De modo que, al terminar el discurso, el anfitrión se acercó a Simónides y le dijo que le pagaría solamente la mitad de lo convenido. La otra mitad, añadió, debía ir a reclamársela a Cástor y a Pólux, a quienes había dedicado en su discurso tanto tiempo como a él. Misteriosamente, apenas un rato después alguien indicó a Simónides que había dos jóvenes a la puerta preguntando por él. Simónides salió a la calle, pero allí no encontró a nadie.
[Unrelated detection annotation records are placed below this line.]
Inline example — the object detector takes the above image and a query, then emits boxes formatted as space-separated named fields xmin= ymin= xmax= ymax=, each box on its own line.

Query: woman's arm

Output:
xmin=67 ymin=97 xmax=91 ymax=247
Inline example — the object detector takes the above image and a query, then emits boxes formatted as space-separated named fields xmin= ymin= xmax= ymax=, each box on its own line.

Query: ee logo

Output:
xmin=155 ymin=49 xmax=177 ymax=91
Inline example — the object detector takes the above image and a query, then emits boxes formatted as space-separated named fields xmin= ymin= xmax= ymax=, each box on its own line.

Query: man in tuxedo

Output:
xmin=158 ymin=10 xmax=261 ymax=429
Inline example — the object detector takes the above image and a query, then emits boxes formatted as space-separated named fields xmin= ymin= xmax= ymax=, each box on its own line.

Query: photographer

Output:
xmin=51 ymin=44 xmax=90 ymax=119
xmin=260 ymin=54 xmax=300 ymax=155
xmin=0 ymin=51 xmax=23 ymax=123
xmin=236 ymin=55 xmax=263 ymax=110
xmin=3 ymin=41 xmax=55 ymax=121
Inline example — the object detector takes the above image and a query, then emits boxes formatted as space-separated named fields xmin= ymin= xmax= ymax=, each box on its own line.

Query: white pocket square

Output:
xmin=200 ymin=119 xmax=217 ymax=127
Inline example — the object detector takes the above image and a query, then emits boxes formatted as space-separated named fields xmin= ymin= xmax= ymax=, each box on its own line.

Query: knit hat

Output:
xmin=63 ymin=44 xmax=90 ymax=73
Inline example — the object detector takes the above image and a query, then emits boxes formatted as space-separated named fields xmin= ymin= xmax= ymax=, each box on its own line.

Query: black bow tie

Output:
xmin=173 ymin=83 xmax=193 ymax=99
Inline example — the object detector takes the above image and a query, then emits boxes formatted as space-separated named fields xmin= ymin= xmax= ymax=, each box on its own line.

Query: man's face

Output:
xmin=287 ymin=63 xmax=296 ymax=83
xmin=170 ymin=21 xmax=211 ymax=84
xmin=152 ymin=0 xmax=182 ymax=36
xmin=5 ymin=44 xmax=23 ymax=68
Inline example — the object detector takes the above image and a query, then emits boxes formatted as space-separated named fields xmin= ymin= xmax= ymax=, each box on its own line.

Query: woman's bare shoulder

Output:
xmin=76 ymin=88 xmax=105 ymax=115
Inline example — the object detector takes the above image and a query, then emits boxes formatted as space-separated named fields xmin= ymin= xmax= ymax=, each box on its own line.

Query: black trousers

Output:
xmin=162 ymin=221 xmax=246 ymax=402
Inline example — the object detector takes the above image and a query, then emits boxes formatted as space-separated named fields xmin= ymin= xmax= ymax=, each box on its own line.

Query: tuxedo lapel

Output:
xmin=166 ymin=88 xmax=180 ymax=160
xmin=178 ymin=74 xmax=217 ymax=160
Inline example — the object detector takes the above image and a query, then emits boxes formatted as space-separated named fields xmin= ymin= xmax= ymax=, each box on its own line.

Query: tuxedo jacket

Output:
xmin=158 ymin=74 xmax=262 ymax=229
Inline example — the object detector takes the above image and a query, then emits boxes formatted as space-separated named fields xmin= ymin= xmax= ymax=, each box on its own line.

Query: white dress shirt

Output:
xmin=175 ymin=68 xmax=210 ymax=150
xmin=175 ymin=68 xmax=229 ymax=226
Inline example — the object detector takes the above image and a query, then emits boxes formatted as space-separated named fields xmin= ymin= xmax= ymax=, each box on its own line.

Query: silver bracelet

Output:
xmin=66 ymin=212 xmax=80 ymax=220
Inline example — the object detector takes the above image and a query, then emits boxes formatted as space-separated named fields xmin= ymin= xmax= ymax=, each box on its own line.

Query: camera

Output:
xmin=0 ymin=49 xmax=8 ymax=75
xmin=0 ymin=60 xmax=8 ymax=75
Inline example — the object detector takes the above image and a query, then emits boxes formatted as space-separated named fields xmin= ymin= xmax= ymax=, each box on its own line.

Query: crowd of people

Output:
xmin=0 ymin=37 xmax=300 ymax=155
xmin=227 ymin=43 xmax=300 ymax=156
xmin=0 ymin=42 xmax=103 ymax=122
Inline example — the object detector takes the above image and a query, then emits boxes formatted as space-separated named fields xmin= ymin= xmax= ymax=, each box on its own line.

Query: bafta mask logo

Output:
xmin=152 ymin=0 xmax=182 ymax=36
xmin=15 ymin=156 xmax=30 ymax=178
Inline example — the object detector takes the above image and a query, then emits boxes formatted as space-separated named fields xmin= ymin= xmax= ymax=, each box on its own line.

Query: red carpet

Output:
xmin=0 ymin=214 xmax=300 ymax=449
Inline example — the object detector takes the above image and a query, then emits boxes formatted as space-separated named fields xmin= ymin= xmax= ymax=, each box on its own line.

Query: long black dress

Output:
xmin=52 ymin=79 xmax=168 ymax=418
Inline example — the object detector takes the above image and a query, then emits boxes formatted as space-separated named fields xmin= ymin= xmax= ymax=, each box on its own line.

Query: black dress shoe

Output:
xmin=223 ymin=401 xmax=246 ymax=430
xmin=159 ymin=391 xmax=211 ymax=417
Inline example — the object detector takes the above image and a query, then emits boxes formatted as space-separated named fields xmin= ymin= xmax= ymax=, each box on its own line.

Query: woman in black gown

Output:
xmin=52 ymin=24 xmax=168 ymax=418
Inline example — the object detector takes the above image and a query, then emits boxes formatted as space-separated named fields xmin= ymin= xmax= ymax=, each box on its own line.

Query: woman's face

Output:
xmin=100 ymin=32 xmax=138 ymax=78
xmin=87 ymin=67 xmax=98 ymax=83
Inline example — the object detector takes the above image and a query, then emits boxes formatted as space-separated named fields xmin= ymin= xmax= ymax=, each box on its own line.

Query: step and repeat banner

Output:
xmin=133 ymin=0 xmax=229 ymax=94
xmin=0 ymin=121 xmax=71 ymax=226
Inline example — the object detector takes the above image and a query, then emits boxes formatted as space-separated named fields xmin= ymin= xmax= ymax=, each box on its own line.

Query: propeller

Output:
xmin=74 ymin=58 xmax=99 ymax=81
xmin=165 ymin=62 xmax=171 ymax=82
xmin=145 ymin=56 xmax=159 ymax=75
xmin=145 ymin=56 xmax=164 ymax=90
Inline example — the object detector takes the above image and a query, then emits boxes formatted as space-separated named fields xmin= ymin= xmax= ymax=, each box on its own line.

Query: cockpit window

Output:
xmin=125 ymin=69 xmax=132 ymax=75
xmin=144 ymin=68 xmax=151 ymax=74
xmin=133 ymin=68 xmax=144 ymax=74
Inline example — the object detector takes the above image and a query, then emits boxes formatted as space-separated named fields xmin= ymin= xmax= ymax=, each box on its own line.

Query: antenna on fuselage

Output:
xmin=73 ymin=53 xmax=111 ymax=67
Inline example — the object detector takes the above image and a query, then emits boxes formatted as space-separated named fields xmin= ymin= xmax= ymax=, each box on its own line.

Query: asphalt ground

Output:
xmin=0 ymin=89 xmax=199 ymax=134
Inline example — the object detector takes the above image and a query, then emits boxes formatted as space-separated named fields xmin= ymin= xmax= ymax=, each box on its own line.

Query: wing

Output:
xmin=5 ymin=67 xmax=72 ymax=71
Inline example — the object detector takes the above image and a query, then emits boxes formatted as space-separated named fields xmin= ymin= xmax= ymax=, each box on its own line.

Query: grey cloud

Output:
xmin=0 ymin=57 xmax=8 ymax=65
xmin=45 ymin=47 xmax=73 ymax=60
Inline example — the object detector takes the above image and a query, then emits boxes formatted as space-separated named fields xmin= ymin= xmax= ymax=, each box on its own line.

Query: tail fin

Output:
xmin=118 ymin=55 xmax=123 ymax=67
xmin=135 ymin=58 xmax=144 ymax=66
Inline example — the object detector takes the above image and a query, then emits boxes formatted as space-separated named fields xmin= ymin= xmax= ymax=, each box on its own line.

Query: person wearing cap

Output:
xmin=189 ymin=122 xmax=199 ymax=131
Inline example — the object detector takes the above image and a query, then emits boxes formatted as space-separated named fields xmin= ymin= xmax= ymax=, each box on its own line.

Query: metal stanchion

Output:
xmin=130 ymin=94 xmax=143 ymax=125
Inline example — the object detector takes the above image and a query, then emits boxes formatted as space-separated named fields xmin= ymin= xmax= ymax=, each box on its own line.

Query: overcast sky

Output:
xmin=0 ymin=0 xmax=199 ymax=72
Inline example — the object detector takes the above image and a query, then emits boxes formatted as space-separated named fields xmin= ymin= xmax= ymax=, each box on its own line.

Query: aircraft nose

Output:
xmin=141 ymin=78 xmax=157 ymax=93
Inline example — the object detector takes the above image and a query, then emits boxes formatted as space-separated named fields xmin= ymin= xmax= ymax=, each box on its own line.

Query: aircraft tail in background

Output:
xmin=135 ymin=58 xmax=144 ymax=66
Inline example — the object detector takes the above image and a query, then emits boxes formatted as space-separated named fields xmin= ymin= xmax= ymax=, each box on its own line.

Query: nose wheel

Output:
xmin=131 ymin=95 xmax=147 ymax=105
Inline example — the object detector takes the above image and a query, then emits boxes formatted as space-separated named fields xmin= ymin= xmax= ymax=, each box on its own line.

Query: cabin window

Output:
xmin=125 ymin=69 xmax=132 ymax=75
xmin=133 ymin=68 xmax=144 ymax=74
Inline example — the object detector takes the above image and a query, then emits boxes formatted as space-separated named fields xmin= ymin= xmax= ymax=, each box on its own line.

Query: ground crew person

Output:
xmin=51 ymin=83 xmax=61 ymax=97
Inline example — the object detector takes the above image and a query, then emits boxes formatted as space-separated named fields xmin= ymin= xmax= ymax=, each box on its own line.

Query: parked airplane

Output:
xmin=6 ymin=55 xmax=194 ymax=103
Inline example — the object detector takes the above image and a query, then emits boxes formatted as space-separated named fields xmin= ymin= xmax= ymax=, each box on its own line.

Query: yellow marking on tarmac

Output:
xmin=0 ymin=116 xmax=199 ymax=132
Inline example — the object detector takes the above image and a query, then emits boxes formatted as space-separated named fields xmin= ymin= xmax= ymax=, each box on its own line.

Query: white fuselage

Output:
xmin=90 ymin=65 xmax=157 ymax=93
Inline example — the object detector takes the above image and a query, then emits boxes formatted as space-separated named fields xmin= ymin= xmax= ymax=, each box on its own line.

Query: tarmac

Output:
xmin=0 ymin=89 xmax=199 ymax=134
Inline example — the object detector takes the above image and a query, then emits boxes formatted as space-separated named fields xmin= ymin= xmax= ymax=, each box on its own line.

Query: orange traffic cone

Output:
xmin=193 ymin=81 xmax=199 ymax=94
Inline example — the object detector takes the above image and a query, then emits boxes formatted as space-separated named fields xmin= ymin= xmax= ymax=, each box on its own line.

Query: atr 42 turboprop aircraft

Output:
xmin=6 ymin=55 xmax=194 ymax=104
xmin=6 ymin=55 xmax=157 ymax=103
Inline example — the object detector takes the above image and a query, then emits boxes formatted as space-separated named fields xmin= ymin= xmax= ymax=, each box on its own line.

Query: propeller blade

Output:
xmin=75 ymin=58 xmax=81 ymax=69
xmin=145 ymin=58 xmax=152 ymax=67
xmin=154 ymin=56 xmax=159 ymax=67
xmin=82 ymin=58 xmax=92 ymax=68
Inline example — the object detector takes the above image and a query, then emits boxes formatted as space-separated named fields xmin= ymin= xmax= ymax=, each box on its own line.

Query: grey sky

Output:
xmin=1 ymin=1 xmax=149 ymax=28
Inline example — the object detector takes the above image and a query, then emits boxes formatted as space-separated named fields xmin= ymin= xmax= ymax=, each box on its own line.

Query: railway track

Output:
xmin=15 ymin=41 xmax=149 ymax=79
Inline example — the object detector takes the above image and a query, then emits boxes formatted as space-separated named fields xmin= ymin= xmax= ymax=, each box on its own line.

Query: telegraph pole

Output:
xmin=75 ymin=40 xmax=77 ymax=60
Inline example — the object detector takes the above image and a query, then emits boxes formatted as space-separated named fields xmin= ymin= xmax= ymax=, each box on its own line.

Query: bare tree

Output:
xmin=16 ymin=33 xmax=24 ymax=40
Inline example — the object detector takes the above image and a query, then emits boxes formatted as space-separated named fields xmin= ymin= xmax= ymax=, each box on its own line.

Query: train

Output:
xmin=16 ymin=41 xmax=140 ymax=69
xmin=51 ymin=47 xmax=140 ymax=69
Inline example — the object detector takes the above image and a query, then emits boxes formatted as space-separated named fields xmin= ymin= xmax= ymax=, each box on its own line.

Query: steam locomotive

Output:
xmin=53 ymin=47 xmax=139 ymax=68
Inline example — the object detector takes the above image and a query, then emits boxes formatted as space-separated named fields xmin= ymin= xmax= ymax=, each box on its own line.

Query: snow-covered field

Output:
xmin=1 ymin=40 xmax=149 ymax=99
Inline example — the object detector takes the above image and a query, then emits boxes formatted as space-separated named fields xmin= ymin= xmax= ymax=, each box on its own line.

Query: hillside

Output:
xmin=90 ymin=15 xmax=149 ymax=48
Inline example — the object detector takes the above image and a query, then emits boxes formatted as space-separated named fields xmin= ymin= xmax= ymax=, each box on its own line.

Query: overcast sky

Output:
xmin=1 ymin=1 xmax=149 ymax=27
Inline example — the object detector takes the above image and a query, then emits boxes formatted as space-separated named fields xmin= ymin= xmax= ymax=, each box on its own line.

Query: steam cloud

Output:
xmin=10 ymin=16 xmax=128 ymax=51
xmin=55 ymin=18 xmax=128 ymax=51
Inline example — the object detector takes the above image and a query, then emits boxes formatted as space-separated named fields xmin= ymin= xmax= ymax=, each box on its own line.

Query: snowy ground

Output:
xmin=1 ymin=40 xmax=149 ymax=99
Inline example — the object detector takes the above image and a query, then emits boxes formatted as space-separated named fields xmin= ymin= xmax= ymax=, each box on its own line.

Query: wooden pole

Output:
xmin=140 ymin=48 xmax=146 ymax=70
En ese instante, el edificio entero se derrumbó a sus espaldas.
Excepto él, ninguno de los ocupantes del edificio se salvó, y bajo los escombros los cuerpos quedaron irreconocibles. Pero Simónides recordaba perfectamente el lugar que había ocupado cada uno de los comensales en la mesa, gracias a lo cual fue posible identificar todos los cadáveres. Meditando después sobre ese detalle, Simónides elaboró la primera teoría conocida de la memoria como estructura espacial.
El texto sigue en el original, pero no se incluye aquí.